Track 2: Marine cargo vessel power estimation¶
Task¶
Power Estimation is a scalar regression task which involves predicting the current power consumption of a merchant vessel at a particular timestep based on tabular features describing vessel and weather conditions. A probabilistic regression model would yield a probability density over the power consumption. The prediction of the output is mostly attributed to the current timestep, but due to transient effects (e.g inertia) and hull fouling previous timesteps can also affect target power.
Data¶
The Shifts vessel power estimation dataset consists of measurements sampled every minute from sensors on-board a merchant ship over a span of 4 years, cleaned and complemented with weather data from a third-party provider. The task is to predict the ships main engine shaft power, which can be used to predict fuel consumption given an engine model, from the vessel's speed, draft, time since last dry dock cleaning and various weather and sea conditions. The following table summarizes the features available in the time-series given in a tabular form.

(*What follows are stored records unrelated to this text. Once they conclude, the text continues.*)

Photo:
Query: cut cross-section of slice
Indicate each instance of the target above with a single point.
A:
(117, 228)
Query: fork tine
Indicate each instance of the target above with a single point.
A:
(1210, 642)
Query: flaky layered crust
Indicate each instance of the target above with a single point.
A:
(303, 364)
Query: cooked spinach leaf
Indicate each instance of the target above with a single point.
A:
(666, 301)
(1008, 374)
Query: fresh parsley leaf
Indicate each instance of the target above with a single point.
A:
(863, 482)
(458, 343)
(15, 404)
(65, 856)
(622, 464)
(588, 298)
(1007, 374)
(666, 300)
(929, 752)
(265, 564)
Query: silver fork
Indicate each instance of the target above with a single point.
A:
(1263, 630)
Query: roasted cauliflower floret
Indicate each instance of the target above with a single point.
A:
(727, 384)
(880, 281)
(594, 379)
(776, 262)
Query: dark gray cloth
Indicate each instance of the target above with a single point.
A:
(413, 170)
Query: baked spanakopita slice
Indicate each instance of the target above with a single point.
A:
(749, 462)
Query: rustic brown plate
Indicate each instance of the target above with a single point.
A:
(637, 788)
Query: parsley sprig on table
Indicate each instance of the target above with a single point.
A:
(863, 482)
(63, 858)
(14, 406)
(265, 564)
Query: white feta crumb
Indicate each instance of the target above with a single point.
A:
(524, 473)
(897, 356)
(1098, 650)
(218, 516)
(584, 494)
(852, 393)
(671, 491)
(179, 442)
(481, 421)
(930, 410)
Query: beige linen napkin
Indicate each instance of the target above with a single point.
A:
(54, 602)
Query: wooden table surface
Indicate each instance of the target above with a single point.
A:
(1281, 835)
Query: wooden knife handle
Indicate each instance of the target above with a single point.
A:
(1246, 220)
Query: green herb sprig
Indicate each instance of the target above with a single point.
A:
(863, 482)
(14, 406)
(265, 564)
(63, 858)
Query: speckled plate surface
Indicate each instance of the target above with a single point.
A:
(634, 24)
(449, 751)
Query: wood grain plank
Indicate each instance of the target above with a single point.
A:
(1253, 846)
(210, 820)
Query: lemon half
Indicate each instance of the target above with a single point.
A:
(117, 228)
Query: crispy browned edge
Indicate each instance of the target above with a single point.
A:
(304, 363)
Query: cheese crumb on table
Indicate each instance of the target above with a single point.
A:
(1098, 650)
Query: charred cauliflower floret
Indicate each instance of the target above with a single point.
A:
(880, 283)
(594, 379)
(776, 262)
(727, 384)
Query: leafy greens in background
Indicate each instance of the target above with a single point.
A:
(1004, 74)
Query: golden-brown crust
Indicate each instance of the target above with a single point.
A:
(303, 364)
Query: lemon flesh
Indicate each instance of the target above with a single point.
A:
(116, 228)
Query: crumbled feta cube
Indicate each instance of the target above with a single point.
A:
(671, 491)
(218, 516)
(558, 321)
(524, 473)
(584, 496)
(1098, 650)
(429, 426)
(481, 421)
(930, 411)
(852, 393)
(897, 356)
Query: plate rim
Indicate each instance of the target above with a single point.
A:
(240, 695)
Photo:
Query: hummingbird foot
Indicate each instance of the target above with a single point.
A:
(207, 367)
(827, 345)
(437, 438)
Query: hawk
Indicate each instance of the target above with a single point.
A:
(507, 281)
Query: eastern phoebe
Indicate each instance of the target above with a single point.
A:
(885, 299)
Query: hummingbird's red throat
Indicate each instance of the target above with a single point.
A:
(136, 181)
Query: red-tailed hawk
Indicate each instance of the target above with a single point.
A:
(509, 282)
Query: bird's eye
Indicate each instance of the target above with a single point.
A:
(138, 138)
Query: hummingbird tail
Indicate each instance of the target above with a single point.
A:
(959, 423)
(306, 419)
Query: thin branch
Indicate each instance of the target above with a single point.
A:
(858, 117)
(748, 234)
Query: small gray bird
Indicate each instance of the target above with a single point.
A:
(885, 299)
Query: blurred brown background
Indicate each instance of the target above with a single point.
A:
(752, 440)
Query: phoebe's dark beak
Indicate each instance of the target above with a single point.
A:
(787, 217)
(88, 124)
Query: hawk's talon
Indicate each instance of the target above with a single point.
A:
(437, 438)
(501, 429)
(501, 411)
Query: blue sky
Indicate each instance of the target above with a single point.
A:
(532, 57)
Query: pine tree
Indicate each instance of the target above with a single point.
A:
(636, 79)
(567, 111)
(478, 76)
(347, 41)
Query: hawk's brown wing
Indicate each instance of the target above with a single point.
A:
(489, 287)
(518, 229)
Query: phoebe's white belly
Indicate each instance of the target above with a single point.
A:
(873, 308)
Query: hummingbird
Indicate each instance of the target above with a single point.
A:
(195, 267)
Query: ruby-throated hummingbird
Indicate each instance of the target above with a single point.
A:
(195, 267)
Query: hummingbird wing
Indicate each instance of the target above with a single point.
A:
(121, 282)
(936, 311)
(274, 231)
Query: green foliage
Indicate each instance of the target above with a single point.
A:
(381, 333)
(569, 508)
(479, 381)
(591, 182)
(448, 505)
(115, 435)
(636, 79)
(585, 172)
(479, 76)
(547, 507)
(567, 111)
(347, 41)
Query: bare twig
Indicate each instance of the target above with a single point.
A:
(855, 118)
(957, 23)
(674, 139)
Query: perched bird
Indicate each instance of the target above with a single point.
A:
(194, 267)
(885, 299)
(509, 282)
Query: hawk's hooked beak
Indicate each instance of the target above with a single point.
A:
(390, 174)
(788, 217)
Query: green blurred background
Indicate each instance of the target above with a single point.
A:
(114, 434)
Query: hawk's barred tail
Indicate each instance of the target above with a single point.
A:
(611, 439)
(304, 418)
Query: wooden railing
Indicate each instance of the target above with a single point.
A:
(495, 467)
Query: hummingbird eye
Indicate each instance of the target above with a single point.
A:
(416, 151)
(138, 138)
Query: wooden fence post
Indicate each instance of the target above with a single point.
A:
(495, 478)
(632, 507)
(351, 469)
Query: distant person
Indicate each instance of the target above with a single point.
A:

Uncertainty in the data arises due to sensor noise, measurement and transmission errors, and uncertainty in historical weather. Distributional shift arises from hull performance degradation over time due to fouling, sensor calibration drift, and variations in non-measured sea conditions such as water temperature, salinity etc. which vary in different regions and times of year.
To provide a standardized benchmark, we have created a canonical partition on the dataset into in-domain train, development and evaluation as well as distributionally shifted development and evaluation splits, as is the standard in Shifts. The dataset is partitioned along two dimensions: wind speed and time, as illustrated in the following figure. Wind speed serves as a proxy for unmeasured components of the sea state, while partitioning in time aims to capture effects such as hull fouling and sensor drift.
In addition to the standard canonical benchmark we are providing a synthetic benchmark dataset created using an analytical physics-based vessel model. The synthetic dataset contains the same splits and input features as in the canonical dataset, but the target power labels are replaced with predictions of a physics model. Given that vessel physics are fairly well understood, it is possible to create a model of reality which captures most relevant factors of variation and model them robustly.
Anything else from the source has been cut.